Answer: The mole percentage of helium in the mixture is 64.75 %

Explanation:

To calculate the molar mass of mixture, we use ideal gas equation, which is:

$PV=nRT$

Or,

$P=\frac{m}{M}\frac{RT}{V}$

We know that:

$\text{Density}=\frac{\text{Mass}}{\text{Volume}}$

Rearranging the above equation:

$M=\frac{dRT}{P}$

where,

M = molar mass of mixture = ?

d = density of mixture = 0.538 g/L

R = Gas constant = $62.364\text{ L.mmHg }mol^{-1}K^{-1}$

T = temperature of the mixture = $25^oC=[25+273]K=298K$

P = pressure of the mixture = 721 mmHg

Putting values in above equation, we get:

$M=\frac{0.538g/L\times 62.364\text{ L.mmHg }mol^{-1}K^{-1}\times 298K}{721mmHg}\\\\M=13.87g/mol$

Molar mass of the mixture will be the sum of molar mass of each substance each multiplied by its mole fraction.
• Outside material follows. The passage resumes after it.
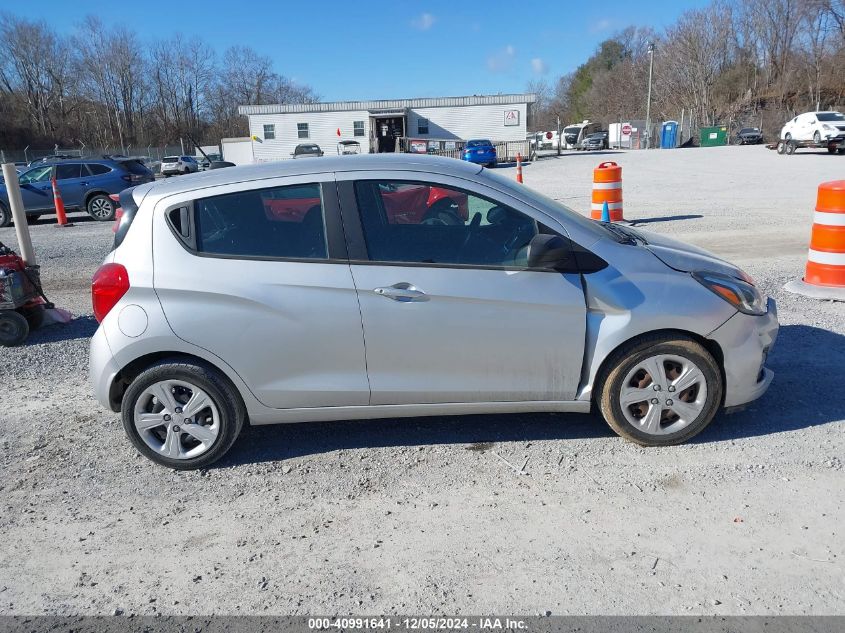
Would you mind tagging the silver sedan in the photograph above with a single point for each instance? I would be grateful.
(393, 286)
Let the mole fraction of Helium be 'x' and that of oxygen be '1-x'

$M=(x\times M_{He})+((1-x)\times M_{O_2})$

We know that:

Molar mass of helium = 4.00 g/mol

Molar mass of oxygen gas = 32g/mol

Putting values in above equation, we get:

$13.87=(x\times 4)+((1-x)\times 32)\\\\x=0.6475$

Mole fraction of helium in the mixture = 0.6475

Calculating the mole percentage of helium in the mixture:

$\text{Mole percentage of helium in the mixture}=x\times 100\\\\\text{Mole percentage of helium in the mixture}=0.6475\times 100=64.75\%$

Hence, the mole percentage of helium in the mixture is 64.75 %